In [1]:
from fastbook import *
from fastai.vision.all import *
from fastai.vision.widgets import *

human_types = 'korean female','chinese female','japanese female'
path = Path('asian females')  # Users\Taeyon\FastAI Taeyon\
human_types

('korean female', 'chinese female', 'japanese female')

In [2]:
from tqdm.notebook import tqdm, trange
import time    # to be used in loop iterations

### DuckDuckGo Function

In [3]:
def search_images_ddg(term, max_images=200):
    "Search for `term` with DuckDuckGo and return a unique urls of about `max_images` images"
    assert max_images<1000
    url = 'https://duckduckgo.com/'
    res = urlread(url,data={'q':term})
    searchObj = re.search(r'vqd=([\d-]+)\&', res)
    assert searchObj
    requestUrl = url + 'i.js'
    params = dict(l='us-en', o='json', q=term, vqd=searchObj.group(1), f=',,,', p='1', v7exp='a')
    urls,data = set(),{'next':1}
    while len(urls)<max_images and 'next' in data:
        try:
            data = urljson(requestUrl,data=params)
            urls.update(L(data['results']).itemgot('image'))
            requestUrl = url + data['next']
        except (URLError,HTTPError): pass
        time.sleep(0.2)
    return L(urls)

### Download Images

In [4]:
from utils import *

for i in human_types:
    dest = (path/i)
    dest.mkdir(exist_ok=True)  # create folder with name eg. 'korean' if it doesn't exist already
    results = search_images_ddg(f'{i} female celebrity', max_images = 100) # url of 100 images of each bear type
    
    for k in trange(len(results)):  # download the 50 urls to path you set
        download_url(results[k], f'{dest}/{i}_female_celebrity_{k}.jpg')  # k = 1, 2, 3...

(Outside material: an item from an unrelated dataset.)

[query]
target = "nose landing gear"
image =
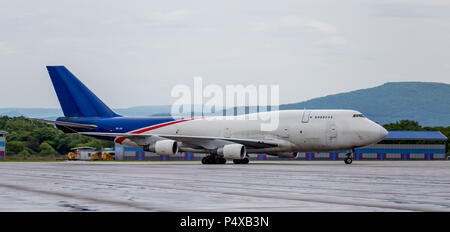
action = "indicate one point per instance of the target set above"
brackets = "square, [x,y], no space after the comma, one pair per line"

  0%|          | 0/100 [00:00<?, ?it/s]

  0%|          | 0/100 [00:00<?, ?it/s]

  0%|          | 0/100 [00:00<?, ?it/s]

In [5]:
fns = get_image_files(path)
failed = verify_images(fns)
failed

BrokenProcessPool: A process in the process pool was terminated abruptly while the future was running or pending.

### Train Model

In [6]:
celebrities = DataBlock(  # Set up parameters of DataBlock API
    blocks=(ImageBlock, CategoryBlock), 
    get_items=get_image_files, 
    splitter=RandomSplitter(valid_pct=0.2, seed=42),
    get_y=parent_label,
    item_tfms=Resize(128))

dls = celebrities.dataloaders(path)  # Pass path to DataBlock API

Due to IPython and Windows limitation, python multiprocessing isn't available now.
So `number_workers` is changed to 0 to avoid getting stuck


In [7]:
celebrities = celebrities.new(item_tfms=RandomResizedCrop(224, min_scale=0.5), batch_tfms=aug_transforms())  # resize & crop the images
dls = celebrities.dataloaders(path)

Due to IPython and Windows limitation, python multiprocessing isn't available now.
So `number_workers` is changed to 0 to avoid getting stuck


In [9]:
learn = cnn_learner(dls, resnet18, metrics=error_rate).to_fp16()
learn.fine_tune(2)

epoch,train_loss,valid_loss,error_rate,time
0,2.178483,2.318662,0.733333,00:23


epoch,train_loss,valid_loss,error_rate,time


RuntimeError: CUDA out of memory. Tried to allocate 20.00 MiB (GPU 0; 2.00 GiB total capacity; 977.51 MiB already allocated; 9.09 MiB free; 980.00 MiB reserved in total by PyTorch)

### (Optional) Manual Data Cleansing

In [None]:
cleaner = ImageClassifierCleaner(learn)
cleaner

In [None]:
for idx in cleaner.delete(): cleaner.fns[idx].unlink()
for idx,cat in cleaner.change(): shutil.move(str(cleaner.fns[idx]), path/cat)

### Model Analysis

In [None]:
learn.dls.vocab

In [None]:
interp = ClassificationInterpretation.from_learner(learn)
interp.plot_confusion_matrix()

In [None]:
# export
learn.export()